Die ostafrikanischen Gletscher befinden sich in Äquatornähe auf einer Höhe von über 5000 Metern über Meer. Die grössten befinden sich auf dem Kilimandscharo in Tansania, dem höchsten Berg Afrikas. Weitere Gletscher befinden sich auf dem Mount Kenia und in Uganda im Ruwenzori-Gebirge.
Wie andere Gletscher auf der Welt schmelzen auch die afrikanischen Gletscher in der Folge des Klimawandels. Diese Entwicklung wirkt sich auf die am Fuss der Berge lebenden Menschen und den lokalen Tourismus aus.
Gletscher, lokales Schmelzen und globale Auswirkungen
Der World Glacier Monitoring Service (WGMS)Externer Link sammelt und analysiert Daten zur Massenbilanz, zum Volumen, zur Fläche und zur Länge der weltweiten Gletscher. Er wurde 1986 gegründet und hat seinen Sitz an der Universität Zürich.
Der WGMS verfügt über ein Netzwerk von nationalen Korrespondentinnen und Korrespondenten in über 40 Ländern.
Im Internationalen Jahr der Gletschererhaltung haben wir einige von ihnen kontaktiert, um mehr über den Zustand der Gletscher in ihrer Region, die Folgen der Eisschmelze und Anpassungsstrategien zu erfahren.
«Die afrikanischen Gletscher haben seit dem Jahr 1900 mehr als 90 Prozent ihrer Fläche verloren», sagt Rainer Prinz gegenüber Swissinfo.
Er ist Glaziologe an der Universität Innsbruck und Länderkorrespondent für Kenia, Uganda und Tansania des World Glacier Monitoring Service (WGMS)Externer Link, der seinen Sitz in der Schweiz hat. Er ist zudem Mitautor einer der jüngsten und umfassendsten Studien über afrikanische GletscherExterner Link.
In nur etwas mehr als einem Jahrhundert ist die von Gletschern bedeckte Fläche in Afrika von 19,5 auf 1,4 Quadratkilometer geschrumpft, so die Studie.
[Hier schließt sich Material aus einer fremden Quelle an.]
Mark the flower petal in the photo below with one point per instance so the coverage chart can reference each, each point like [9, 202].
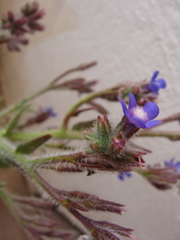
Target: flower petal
[154, 76]
[162, 83]
[154, 87]
[123, 106]
[152, 123]
[137, 122]
[132, 101]
[151, 109]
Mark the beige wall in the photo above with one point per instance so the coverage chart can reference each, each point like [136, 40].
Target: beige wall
[130, 39]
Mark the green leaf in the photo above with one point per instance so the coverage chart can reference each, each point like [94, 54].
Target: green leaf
[14, 121]
[32, 145]
[6, 160]
[2, 184]
[83, 125]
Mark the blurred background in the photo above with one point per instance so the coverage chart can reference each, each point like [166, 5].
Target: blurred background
[129, 40]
Anschaulich gesagt: Das verbliebene Eis würde nur noch die Hälfte der Fläche des Central Park in New York bedecken.
Der Mount Kenia, der zweithöchste Berg Afrikas, könnte der erste Berg der Erde sein, der in den kommenden Jahren aufgrund des vom Menschen verursachten Klimawandels sein Eis vollständig verliert.
«Ohne signifikante Änderungen der lokalen klimatischen Bedingungen werden die ostafrikanischen Gletscher voraussichtlich bis Mitte des Jahrhunderts fast vollständig verschwunden sein», prognostiziert Prinz.

Weniger Schnee als Ursache
Der Rückzug der afrikanischen Gletscher ist nicht wie in den Alpen eine direkte Folge des Temperaturanstiegs. Vielmehr ist er das Ergebnis von Veränderungen im Niederschlagsregime, die wiederum durch den Klimawandel verursacht werden.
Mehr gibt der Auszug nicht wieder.